O(n*n/2) IS O(n^2). They are the same. For that matter, O((n*n+n)/2) = O(n^2) as well.

Spatial partitioning is really the way to go. Here's a potential way of doing it:

For every vertex <x,y,z> generate two points <x-threshold,y-threshold,z-threshold> and <x+threshold,y+threshold,z+threshold>. Sort all three of these points [the original and the two generated ones] with respect to their separate axis, flagging the '-threshold' point as a starting point, and the '+threshold' point as an ending point, and the original as a regular point [so now you have three separate lists, with each entry marking what vertex it came from such as an int to act as an index, a single float or double or whatever normally was the type of your vertices, and a 3 state enum flag]. Iterate over each sorted list, and for each vertex create a set of point such that the 'regular point' of a given point lays between the 'starting point' and the 'ending point' of another point on a per axis basis. Take the intersection of each axis's set per vertex, and you get a set of points that you can check with your brute force O(n^2) alg. Depending on your point density, this runs at approximately the cost of sorting [n*log(n)] asymptotically, or worst case of nearly n^2 for high point density [instances in which your threshold is large compared to the average distance between points].
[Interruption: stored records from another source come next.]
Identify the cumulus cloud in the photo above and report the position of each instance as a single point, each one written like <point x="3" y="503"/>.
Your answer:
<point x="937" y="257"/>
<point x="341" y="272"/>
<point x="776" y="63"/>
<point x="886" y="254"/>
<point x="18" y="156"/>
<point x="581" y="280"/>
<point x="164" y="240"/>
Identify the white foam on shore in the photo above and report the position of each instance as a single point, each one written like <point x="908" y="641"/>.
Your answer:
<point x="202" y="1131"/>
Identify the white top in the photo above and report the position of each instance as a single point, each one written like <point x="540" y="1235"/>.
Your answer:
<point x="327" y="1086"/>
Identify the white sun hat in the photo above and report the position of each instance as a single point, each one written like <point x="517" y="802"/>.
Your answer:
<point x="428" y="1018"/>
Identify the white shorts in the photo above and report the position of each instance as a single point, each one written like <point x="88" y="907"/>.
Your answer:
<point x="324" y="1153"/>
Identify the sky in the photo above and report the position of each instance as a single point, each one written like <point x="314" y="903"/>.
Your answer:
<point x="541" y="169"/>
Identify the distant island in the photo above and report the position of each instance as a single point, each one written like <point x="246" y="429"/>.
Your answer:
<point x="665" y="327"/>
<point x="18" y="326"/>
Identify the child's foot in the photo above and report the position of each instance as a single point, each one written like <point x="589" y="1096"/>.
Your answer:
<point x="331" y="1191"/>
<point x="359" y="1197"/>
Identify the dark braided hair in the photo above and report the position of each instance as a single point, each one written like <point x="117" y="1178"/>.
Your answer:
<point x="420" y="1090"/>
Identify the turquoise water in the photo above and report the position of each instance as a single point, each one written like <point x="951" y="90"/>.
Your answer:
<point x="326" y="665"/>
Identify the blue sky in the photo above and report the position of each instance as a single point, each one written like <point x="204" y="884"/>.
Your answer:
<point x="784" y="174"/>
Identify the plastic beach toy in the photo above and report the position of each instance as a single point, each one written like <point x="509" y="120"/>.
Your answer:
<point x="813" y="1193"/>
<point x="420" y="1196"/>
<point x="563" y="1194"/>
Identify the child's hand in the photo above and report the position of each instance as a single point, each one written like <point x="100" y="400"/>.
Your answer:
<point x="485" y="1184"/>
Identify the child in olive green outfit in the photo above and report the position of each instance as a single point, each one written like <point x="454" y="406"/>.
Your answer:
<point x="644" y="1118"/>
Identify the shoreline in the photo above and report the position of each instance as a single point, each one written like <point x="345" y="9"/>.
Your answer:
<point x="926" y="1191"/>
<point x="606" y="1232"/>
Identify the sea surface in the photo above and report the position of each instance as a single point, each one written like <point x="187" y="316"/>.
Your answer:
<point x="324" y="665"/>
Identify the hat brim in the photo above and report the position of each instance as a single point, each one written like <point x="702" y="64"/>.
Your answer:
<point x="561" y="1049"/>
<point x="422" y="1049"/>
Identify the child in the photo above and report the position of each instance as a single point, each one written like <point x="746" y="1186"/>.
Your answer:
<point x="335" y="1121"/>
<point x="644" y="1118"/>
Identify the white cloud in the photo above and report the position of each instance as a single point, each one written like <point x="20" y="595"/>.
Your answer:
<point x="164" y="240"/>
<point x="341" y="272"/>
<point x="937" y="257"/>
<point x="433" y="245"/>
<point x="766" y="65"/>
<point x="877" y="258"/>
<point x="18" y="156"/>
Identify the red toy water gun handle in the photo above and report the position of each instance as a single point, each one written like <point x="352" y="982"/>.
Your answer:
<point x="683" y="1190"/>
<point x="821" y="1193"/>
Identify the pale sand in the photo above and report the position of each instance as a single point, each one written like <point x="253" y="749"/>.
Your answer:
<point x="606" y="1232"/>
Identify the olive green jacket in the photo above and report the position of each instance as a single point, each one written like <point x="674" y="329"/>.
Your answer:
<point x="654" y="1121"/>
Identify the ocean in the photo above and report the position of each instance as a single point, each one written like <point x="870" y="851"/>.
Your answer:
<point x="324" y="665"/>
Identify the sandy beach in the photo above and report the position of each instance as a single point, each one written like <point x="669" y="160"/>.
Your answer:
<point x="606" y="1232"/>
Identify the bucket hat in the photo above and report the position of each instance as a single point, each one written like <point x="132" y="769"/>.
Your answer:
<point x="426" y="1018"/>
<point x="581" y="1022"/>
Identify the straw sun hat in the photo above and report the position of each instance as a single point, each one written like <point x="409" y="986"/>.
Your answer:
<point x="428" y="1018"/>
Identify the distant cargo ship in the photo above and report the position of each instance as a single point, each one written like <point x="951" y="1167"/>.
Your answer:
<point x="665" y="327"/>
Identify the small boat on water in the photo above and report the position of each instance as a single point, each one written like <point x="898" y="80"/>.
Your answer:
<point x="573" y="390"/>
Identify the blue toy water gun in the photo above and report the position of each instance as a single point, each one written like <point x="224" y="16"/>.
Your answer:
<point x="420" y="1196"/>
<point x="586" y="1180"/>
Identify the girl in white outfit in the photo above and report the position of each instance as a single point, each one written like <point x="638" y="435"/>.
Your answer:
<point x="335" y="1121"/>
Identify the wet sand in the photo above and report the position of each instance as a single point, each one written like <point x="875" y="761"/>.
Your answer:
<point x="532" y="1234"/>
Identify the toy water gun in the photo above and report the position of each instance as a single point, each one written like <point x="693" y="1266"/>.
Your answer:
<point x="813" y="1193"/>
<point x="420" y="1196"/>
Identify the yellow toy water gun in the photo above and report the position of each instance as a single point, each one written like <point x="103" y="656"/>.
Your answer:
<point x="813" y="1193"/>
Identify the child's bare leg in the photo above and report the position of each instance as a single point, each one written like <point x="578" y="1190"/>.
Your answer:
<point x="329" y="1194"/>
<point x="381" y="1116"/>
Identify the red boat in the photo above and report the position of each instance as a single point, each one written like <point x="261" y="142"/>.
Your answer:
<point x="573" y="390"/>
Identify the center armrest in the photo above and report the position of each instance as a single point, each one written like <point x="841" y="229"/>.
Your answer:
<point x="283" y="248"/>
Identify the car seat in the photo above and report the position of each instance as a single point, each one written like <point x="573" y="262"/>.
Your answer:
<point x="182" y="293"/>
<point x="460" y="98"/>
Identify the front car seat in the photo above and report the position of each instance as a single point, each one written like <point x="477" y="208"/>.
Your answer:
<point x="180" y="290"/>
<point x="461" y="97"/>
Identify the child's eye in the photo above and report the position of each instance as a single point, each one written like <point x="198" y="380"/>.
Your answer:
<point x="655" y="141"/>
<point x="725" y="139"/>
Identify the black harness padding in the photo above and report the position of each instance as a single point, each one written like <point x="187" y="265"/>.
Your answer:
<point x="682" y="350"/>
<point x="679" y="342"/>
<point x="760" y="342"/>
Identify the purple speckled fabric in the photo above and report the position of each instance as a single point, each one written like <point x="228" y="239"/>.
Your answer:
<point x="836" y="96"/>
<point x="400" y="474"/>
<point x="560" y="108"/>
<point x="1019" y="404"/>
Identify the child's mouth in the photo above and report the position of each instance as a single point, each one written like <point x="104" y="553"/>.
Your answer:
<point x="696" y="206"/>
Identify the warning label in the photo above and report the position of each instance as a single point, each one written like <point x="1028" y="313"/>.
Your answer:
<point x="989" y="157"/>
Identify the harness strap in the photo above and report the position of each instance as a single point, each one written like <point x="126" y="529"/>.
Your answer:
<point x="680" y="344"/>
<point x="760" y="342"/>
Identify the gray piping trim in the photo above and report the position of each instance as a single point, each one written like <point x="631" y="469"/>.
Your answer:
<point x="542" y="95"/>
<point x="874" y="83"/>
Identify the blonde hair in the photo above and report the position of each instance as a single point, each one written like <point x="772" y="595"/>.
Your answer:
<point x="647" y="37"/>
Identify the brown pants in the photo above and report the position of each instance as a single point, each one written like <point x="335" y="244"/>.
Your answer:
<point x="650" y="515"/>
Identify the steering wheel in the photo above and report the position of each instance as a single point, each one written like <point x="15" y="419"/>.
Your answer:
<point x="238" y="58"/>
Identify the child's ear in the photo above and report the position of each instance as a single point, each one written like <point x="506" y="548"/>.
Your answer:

You could further reduce the need for checking with clever selection of the axis onto which you are projecting, but for such a simple test as distance, it's really not worth the effort or computational time to discover an effective axis set.

If you would like to see pseudo code or something a bit more explicitly descriptive, let me know.

Pretty much any spatial partitioning scheme you use is going to resolve down to cost of sorting [at best]. The one mentioned above is just a really simple way of doing it, and is suitable for this sort of activity.

[Edited by - Drigovas on April 3, 2008 2:51:52 PM]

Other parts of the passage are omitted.